Syarh al-Wajiiz VI/28
(مسألة: ي): ضابط التشبه المحرم من تشبه الرجال بالنساء وعكسه ما ذكروه في
الفتح والتحفة والإمداد وشن الغارة، وتبعه الرملي في النهاية هو أن يتزيا
أحدهما بما يختص بالآخر، أو يغلب اختصاصه به في ذلك المحل الذي هما فيه.
Batasan penyerupaan yang di haramkan pada kasus penyerupaan orang
laki-laki pada perempuan dan sebaliknya adalah apa yang diterangkan oleh
Ulama Fiqh dalam kitab Fath aljawaad, Tuhfah, Imdaad dan kitab syun
alghooroh.
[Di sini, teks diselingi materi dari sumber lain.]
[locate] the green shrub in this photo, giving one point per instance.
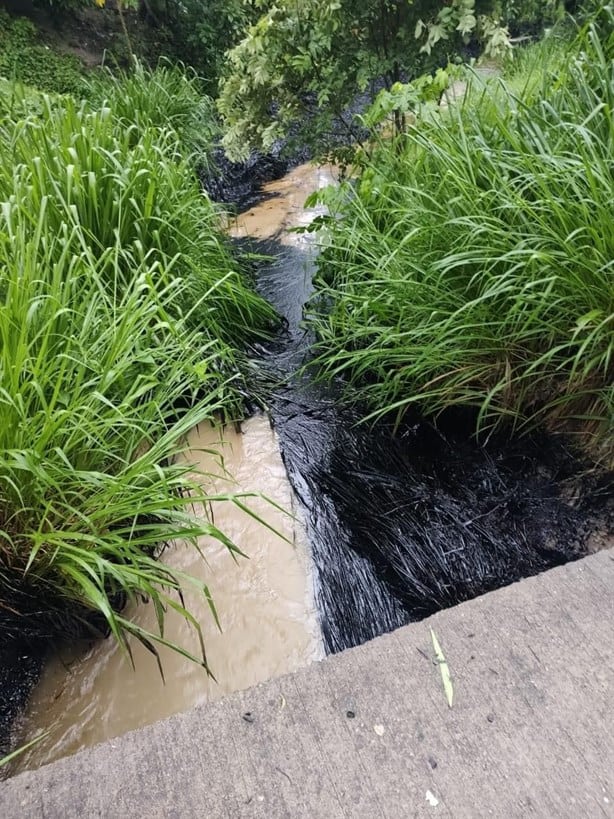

Imam Romli juga mengikutinya dalam kitab Annihaayah,
Batasannya adalah
"Bila salah satu dari lelaki atau wanita tersebut berhias memakai barang
yang dikhususkan untuk lainnya atau pakaian yang jamak di gunakan pada
tempat tinggal lelaki dan wanita tersebut".